Salient to Investors:
Lower-rated issuers are benefiting as sinking yields spur investors to stomach more risk.
Debt sold by Illinois issuers is rallying the most in 20 months despite a warning that the state’s pensions may run out of money and drain funding from education, infrastructure and local aid. Moody’s said debt-holders are taking the risk because of their confidence in getting repaid. Fidelity Investments said Illinois is one of seven states with the strongest legal provisions for paying debt service on its general obligations – only South Carolina, Minnesota, Utah, Missouri, Texas and Virginia have equal to or better safeguards.

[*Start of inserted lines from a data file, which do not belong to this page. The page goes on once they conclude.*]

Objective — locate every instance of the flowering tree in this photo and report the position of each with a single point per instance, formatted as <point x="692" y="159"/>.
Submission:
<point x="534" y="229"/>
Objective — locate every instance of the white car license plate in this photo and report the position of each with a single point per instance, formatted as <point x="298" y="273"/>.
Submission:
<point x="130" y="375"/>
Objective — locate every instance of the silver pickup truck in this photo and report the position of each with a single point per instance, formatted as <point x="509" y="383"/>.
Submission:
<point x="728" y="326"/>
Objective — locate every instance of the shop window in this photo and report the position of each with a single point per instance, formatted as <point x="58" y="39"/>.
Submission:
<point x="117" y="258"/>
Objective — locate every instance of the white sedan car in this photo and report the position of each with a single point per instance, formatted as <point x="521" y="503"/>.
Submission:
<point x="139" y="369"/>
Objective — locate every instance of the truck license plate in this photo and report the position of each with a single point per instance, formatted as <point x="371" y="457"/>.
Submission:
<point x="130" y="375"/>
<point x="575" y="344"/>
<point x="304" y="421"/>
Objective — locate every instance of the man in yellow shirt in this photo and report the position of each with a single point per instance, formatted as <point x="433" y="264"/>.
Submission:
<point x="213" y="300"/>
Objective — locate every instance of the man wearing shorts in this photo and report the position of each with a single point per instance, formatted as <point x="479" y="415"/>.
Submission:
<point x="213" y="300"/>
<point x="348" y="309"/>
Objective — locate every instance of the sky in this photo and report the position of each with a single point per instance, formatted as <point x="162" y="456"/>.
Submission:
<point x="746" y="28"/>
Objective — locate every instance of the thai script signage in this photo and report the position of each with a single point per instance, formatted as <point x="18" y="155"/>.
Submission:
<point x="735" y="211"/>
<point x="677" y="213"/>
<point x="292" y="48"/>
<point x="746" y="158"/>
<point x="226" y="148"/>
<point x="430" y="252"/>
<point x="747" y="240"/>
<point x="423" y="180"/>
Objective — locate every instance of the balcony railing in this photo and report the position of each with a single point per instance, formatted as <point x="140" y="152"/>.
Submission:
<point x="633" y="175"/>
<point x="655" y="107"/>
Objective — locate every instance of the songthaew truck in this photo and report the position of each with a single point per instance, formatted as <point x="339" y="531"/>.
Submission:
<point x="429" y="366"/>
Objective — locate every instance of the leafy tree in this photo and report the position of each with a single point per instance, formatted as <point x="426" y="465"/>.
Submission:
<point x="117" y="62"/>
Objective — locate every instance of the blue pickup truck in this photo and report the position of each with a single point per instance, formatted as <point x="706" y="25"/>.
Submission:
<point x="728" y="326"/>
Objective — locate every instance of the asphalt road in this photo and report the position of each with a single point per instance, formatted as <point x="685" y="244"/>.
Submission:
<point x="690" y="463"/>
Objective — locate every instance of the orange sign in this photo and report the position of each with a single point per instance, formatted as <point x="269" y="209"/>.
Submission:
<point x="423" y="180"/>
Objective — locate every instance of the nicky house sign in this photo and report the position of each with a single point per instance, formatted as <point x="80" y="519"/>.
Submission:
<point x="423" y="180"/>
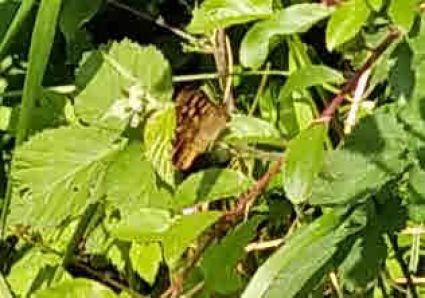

No state has missed payments since Arkansas in 1933.
Paul Volcker, Richard Ravitch et al said Illinois’ pensions are destined for insolvency and may absorb a quarter of the state’s budget in 2015. Their report said the culture of budget gimmickry and short-sightedness pushes costs off to the future, but eventually will be impossible and retirees may lose their pensions as the funds dwindle.
Richard Ciccarone at McDonnell Investment Management LLC said Illinois’ pension deficit and backlog of $8 billion in unpaid bills mean its fiscal prospects may deteriorate further.
Matt Fabian at Municipal Market Advisors said some investors can’t get enough Illinois bonds because they’re cheap, and the risk of non-payment is miniscule.